25 September 2018 (Last Updated September 25th, 2018 14:47)

The Elios radiation drone, designed by Flyability, has successfully passed radiation exposure tests that confirm its efficacy in improving nuclear safety.

Flyability radiation drone to improve nuclear safety  
The Elios drone Credit: Flyability

The Elios radiation drone, designed by Flyability, has successfully passed radiation exposure tests that confirm its efficacy in improving nuclear safety.

During the tests, which were carried out by Exelon Power Labs, Elios was exposed to increasing levels of radiation whilst in operation.

By the end of the final test, which saw the drone’s exposure increase to 800 Rem/hour for ten minutes, the drone’s optical camera and radio control were still operating at normal function.

After the series of radiation exposure tests, two functional checks were performed. This included the disarming and arming of the drone to discern whether it would continue to work normally following the high radiation dose.
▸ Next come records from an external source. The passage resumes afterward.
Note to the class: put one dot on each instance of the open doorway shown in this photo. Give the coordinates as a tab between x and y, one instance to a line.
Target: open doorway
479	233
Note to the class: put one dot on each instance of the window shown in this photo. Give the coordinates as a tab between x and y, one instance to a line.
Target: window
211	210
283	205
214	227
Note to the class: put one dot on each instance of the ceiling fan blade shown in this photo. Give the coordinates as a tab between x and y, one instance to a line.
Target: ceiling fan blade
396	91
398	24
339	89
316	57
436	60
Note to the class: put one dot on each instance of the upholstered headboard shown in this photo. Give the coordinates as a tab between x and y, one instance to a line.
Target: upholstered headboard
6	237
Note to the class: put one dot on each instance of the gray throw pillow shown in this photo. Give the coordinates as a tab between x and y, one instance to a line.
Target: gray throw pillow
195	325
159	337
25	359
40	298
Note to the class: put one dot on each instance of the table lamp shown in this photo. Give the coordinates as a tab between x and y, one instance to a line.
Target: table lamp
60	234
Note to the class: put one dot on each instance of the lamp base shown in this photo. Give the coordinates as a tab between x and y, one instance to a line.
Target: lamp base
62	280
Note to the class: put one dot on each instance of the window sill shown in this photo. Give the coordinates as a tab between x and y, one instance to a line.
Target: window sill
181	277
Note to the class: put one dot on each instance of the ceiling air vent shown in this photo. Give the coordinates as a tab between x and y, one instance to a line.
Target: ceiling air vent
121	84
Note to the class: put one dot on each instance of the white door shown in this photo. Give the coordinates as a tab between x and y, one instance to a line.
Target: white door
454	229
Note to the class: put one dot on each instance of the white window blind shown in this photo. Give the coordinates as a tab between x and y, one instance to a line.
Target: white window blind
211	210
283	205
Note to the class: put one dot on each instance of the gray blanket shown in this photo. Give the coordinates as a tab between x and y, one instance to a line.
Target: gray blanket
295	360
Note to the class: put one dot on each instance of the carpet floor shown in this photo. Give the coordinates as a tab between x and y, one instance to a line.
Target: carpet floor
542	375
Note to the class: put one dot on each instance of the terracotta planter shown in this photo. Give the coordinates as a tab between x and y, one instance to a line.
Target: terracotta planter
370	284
The cumulative test sequences exposed Elios to more than 180 Rem/hour, a figure more than 90 times the annual dose limit for a single worker at a nuclear plant in the US and in France.
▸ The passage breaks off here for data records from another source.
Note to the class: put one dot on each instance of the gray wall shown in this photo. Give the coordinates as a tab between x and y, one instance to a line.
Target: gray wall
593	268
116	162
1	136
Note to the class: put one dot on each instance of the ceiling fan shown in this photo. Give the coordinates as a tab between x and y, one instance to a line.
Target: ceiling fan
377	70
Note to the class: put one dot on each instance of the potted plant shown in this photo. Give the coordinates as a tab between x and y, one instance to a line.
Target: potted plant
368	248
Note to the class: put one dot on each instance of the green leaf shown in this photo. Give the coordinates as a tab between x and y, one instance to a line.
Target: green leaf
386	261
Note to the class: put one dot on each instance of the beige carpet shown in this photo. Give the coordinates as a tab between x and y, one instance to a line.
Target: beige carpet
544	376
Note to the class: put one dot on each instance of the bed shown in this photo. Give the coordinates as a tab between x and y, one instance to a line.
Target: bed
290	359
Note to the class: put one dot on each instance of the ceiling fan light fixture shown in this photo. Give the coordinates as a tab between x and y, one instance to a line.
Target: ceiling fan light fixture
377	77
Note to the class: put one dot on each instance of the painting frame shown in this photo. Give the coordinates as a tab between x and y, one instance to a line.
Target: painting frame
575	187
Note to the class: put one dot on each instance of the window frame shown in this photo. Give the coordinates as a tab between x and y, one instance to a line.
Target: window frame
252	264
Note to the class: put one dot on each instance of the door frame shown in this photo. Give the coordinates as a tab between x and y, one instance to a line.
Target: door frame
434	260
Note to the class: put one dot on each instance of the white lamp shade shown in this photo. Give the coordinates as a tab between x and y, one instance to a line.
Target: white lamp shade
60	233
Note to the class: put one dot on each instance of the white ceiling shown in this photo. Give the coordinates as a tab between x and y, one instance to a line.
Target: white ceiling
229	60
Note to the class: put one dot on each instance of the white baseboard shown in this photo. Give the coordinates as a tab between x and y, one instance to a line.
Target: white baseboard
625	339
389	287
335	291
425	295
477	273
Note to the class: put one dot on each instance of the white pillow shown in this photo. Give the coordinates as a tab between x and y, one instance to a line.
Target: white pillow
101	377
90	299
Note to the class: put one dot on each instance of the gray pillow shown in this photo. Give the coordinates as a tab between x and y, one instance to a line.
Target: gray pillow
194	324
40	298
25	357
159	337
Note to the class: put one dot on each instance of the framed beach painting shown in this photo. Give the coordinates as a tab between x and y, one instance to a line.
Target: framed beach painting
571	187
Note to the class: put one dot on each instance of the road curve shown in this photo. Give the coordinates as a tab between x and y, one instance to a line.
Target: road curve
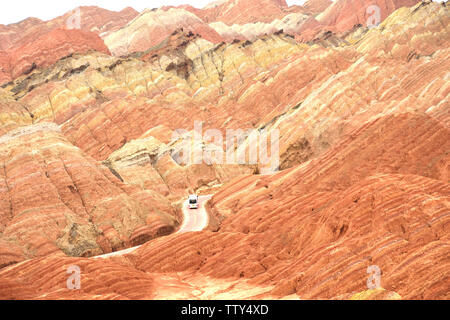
193	220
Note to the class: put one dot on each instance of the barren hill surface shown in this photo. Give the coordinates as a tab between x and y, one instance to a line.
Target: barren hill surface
90	163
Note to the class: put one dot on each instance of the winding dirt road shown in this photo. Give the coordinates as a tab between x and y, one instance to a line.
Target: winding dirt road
193	220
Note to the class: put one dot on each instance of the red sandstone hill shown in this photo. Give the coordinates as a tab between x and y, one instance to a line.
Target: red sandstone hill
364	125
95	19
301	232
46	50
342	15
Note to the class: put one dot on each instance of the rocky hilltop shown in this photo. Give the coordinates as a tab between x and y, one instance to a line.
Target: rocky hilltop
90	163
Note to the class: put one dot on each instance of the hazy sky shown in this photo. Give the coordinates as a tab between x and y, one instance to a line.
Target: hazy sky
12	11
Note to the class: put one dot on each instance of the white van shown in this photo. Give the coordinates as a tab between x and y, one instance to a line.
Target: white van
193	201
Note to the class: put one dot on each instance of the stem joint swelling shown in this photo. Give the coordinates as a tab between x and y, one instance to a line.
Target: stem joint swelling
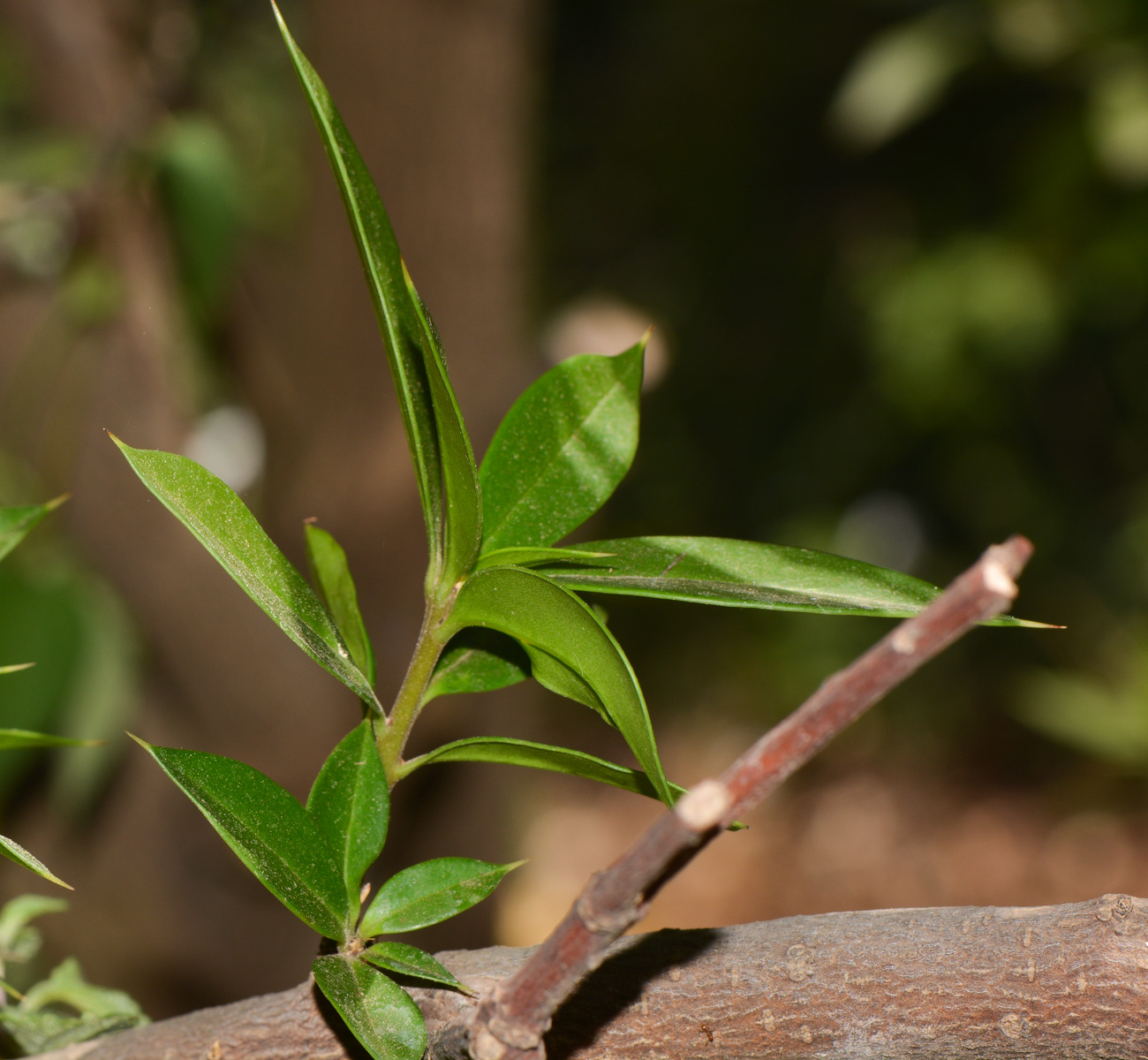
409	703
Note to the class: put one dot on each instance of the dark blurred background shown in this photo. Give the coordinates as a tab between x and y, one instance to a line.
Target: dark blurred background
896	255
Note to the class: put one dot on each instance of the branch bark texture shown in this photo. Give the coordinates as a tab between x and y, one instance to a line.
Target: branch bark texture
512	1020
1049	983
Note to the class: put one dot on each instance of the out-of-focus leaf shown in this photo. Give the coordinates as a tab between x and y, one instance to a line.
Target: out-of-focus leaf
463	527
402	959
1106	720
429	892
402	332
201	185
540	756
329	566
42	618
270	831
531	557
12	738
562	450
14	852
224	525
102	700
351	802
67	986
749	574
478	661
18	521
378	1011
536	611
44	1030
15	918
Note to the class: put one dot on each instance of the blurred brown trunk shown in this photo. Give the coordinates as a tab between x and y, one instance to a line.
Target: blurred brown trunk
437	95
1047	983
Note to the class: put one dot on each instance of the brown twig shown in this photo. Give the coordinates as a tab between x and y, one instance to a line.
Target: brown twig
1055	983
512	1018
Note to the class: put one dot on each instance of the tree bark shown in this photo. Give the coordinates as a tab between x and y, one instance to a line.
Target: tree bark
995	983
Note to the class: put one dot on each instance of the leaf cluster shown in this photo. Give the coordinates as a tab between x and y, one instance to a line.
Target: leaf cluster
502	604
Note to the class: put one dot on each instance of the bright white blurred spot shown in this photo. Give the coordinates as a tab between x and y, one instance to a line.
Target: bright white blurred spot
1120	122
1033	33
883	528
898	79
604	325
229	443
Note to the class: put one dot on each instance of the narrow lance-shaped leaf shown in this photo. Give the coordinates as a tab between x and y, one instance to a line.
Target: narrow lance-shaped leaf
478	661
328	563
536	611
463	526
351	802
268	830
510	751
402	959
532	557
378	1011
214	512
747	574
402	332
431	892
562	449
18	521
14	852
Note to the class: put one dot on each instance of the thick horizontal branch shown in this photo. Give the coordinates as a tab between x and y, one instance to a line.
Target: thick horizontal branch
1051	983
512	1021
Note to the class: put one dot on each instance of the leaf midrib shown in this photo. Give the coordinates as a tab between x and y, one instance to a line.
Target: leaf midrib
549	464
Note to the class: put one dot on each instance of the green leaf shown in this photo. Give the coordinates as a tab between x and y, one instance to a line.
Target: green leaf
559	678
45	1032
536	611
747	574
67	986
14	852
270	831
11	738
437	439
18	521
429	892
531	557
328	563
540	756
478	661
351	802
378	1011
18	914
402	959
214	512
463	528
562	450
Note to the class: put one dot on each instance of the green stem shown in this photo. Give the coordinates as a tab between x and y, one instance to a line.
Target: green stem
409	700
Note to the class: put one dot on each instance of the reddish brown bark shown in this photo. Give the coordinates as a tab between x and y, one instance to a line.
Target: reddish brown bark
512	1020
1067	980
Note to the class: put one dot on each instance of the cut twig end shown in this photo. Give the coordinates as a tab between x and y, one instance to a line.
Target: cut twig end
705	806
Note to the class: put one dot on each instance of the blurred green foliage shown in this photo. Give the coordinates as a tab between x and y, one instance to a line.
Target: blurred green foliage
902	254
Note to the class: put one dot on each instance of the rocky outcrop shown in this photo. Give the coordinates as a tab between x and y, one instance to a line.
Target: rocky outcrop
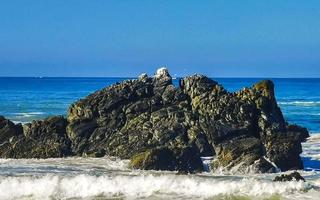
165	127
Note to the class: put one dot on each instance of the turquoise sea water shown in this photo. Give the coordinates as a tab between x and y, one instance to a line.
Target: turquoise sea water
25	99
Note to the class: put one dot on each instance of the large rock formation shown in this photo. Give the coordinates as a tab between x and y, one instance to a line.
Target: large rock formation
160	126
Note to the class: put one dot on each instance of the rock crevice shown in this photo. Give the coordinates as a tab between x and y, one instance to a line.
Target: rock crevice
163	127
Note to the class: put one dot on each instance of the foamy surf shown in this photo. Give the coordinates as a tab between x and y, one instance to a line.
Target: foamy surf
311	148
109	178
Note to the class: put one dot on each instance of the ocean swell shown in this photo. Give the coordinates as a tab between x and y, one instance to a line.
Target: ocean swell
142	186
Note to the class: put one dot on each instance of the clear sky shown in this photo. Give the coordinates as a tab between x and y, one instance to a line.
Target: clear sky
219	38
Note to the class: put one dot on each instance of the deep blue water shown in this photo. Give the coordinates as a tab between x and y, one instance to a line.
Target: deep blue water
26	99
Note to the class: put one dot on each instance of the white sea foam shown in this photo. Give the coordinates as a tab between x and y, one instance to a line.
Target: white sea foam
141	186
89	178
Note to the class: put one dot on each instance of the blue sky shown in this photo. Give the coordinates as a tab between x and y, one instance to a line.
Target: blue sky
268	38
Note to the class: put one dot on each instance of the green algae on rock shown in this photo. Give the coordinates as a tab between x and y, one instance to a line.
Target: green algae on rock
163	127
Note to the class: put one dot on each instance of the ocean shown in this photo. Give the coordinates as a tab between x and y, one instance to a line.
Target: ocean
25	99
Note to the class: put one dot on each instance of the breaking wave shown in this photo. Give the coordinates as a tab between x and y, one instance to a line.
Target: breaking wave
300	103
143	186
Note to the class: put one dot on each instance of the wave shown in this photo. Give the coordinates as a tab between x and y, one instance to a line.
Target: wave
300	103
311	148
141	186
Exelon Power Labs coordinated the testing at one of Exelon’s nuclear sites, which routinely tests equipment for nuclear plants.
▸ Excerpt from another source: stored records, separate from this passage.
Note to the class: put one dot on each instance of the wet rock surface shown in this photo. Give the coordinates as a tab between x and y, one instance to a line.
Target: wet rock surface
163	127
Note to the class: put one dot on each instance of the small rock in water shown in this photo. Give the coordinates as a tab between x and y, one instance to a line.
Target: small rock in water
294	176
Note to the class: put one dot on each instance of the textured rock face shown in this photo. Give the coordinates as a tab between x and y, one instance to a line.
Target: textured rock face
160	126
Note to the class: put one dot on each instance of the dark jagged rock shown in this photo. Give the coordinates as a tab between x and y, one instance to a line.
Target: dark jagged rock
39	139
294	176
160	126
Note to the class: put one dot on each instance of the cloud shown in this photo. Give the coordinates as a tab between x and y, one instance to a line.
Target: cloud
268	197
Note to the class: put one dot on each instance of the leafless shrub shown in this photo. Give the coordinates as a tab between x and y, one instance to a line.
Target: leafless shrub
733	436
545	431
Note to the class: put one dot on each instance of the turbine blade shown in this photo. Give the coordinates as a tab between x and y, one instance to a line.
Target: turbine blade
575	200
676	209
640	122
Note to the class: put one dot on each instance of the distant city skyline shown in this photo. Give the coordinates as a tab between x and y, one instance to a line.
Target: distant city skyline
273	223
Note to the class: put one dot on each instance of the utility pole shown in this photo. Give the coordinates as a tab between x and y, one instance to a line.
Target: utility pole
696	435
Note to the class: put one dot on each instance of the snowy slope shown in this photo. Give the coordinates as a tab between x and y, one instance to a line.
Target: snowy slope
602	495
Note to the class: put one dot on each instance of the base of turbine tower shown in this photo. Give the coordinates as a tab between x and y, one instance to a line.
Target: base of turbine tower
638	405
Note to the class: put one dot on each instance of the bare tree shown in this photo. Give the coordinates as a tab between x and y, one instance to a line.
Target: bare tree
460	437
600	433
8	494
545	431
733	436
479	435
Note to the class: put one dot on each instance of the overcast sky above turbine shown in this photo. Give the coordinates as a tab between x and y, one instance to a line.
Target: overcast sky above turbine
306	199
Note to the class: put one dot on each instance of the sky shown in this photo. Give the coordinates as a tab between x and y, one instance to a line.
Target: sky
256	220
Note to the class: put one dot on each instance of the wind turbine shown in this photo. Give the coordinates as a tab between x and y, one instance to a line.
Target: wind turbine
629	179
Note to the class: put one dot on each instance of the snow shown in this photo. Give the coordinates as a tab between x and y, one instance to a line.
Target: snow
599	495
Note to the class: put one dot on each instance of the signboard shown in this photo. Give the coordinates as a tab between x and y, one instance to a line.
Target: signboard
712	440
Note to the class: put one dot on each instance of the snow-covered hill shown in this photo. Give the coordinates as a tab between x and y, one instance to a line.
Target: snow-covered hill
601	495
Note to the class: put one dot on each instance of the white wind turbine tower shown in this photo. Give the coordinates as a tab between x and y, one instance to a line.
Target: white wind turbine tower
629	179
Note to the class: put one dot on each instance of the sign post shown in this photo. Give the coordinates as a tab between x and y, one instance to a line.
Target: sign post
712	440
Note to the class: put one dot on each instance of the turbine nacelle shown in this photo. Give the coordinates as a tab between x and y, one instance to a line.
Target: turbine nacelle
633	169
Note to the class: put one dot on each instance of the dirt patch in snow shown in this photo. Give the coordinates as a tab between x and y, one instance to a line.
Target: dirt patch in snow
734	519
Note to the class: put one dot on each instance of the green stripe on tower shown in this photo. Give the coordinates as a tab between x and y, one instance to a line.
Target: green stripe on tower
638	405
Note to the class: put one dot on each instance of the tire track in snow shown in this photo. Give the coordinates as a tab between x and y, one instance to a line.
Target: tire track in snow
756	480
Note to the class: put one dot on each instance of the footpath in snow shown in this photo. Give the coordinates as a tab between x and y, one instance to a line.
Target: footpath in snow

Exelon Power Labs business development manager Colbey Ryan said: “By using drones and other forms of advanced technologies, nuclear plants can operate more efficiently, reliably and safely.”

Currently deployed in the nuclear industry in five countries and supplied in more than 30% of US nuclear plants, Elios is used to improve safety by assessing areas that are potentially dangerous for workers to enter, such as radioactive zones.

The Elios drone is intended for use in dangerous and confined spaces for the purpose of inspecting power generation, oil and gas, mining, chemical and maritime infrastructures, though it could also be deployed for search and rescue purposes.

One of the most successful public uses of Elios was when a major US nuclear power plant sent a drone to examine a reactor for a suspected leakage, reducing inspection time from one and a half hours to just 15 minutes.

It also saved the firm a further six hours for the powering-down process, six hours for the power back up, and all costs associated with reduced output during evaluation of the reactor building.